NASHVILLE — The Tennessee Titans are done paying for potential that sits on the training table. In a league-wide first for the 2026 offseason, General Manager Mike Borgonzi has tied the vast majority of Tennessee Titans free agent contracts to a “pay-as-you-play” model. Out of 15 known veteran deals signed this month, 14 include specific bonuses triggered only if the player is active on game day.

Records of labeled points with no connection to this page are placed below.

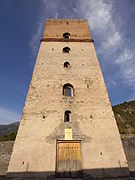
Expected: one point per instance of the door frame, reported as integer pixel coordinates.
(68, 141)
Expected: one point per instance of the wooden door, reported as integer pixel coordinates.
(68, 159)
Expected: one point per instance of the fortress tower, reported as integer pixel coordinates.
(67, 128)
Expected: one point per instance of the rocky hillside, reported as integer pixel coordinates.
(125, 117)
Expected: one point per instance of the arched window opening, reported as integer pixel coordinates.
(66, 64)
(68, 90)
(66, 35)
(67, 116)
(66, 50)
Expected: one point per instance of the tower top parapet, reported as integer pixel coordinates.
(58, 29)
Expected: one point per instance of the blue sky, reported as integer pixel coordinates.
(22, 22)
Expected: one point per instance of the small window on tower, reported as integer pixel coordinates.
(66, 50)
(66, 64)
(68, 90)
(67, 117)
(66, 35)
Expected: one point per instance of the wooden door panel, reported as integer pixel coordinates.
(68, 158)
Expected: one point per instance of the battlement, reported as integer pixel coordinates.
(77, 29)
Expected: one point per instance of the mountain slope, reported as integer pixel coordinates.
(125, 117)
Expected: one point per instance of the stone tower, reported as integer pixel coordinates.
(67, 128)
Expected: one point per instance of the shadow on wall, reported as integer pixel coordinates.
(85, 174)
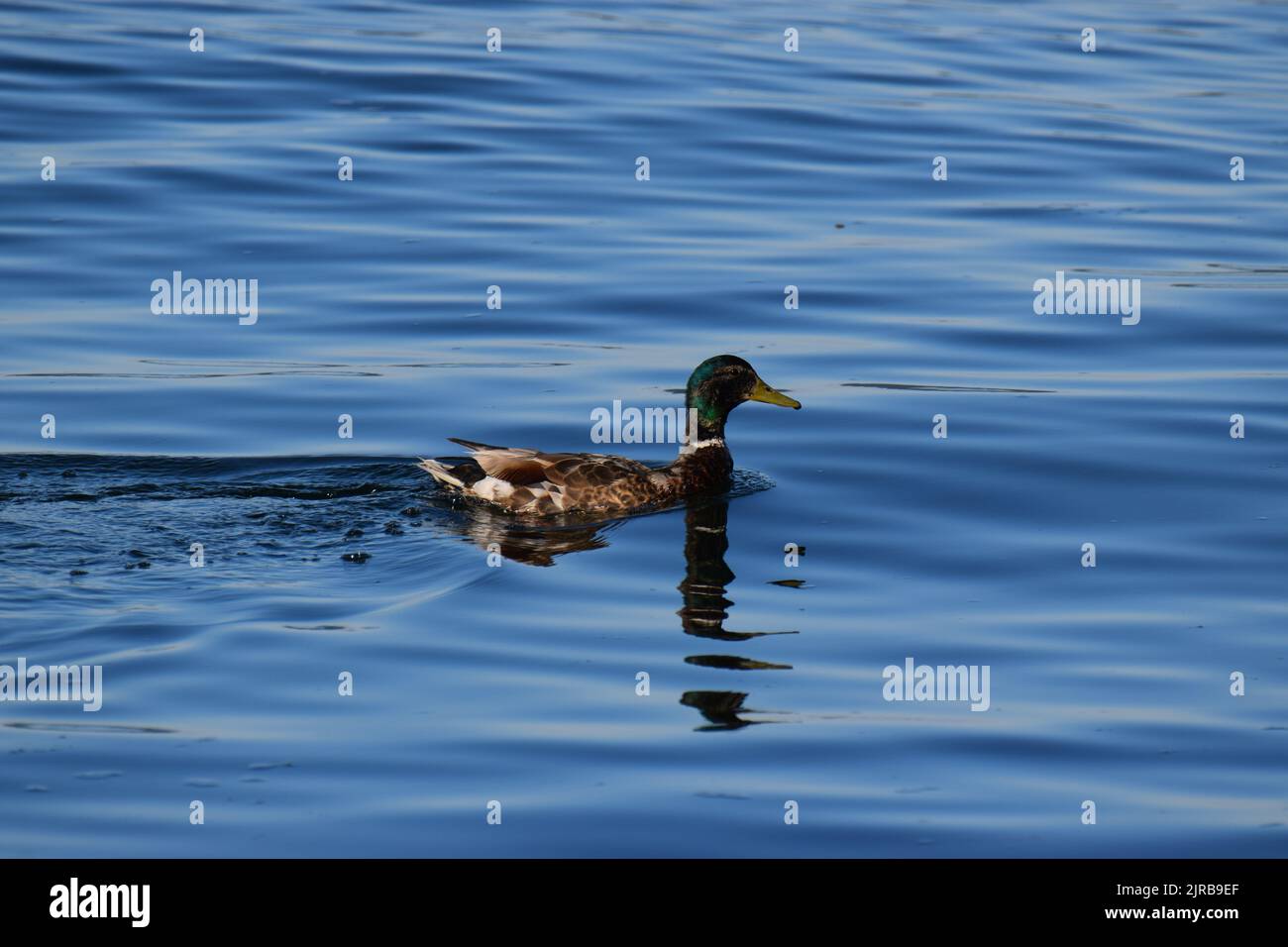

The Borgonzi Blueprint: No More Free Passes
This isn’t just a minor tweak to the salary cap; it is a fundamental shift in how the Titans do business. Borgonzi, who learned the ropes in Kansas City before taking the reins in Nashville, is importing a strict availability requirement. The numbers are staggering. Defensive tackle John Franklin-Myers earns $42,000 for every game he suits up. For a depth piece like Tony Adams, the stakes are even higher, with $25,000 per-game bonuses totaling nearly half a million dollars over the season.
The logic is simple: if you aren’t on the field helping rookie sensation Cam Ward or anchoring Robert Saleh’s new-look defense, you aren’t hitting your max earnings. This strategy protects the Titans from the “dead money” traps that sank previous regimes. It also puts the onus on the training staff and the players to stay healthy in a brutal AFC South.
- John Franklin-Myers: $42,000 per game active bonus.
- Tony Adams: $25,000 per game active bonus ($425,000 total potential).
- Cordell Volson: 23% of total compensation tied to availability.
- Cor’Dale Flott: 3% of potential earnings tied to game-day status.
“Typically, you’re not talking about a lot of money attached to those bonuses, but it’s something that we’ve seen, and that’s something that we’ve used. It buys us a little peace of mind.”
— Mike Borgonzi, Tennessee Titans General Manager
Playoff Implications / What’s Next
By shifting the financial risk to the players, the Titans have cleared enough room to remain aggressive. While other teams are hitting a cap wall, Tennessee is still hunting for a starting center and an edge rusher to pair with Jermaine Johnson. The message to the locker room is clear: the 2026 season belongs to those who show up. If this roster stays healthy, the Titans have the financial flexibility to make a mid-season trade that could finally end their five-year playoff drought. Expect other GMs to watch Nashville closely; if the Titans win 10 games while saving millions in “unearned” bonuses, this model will become the new NFL standard by 2027.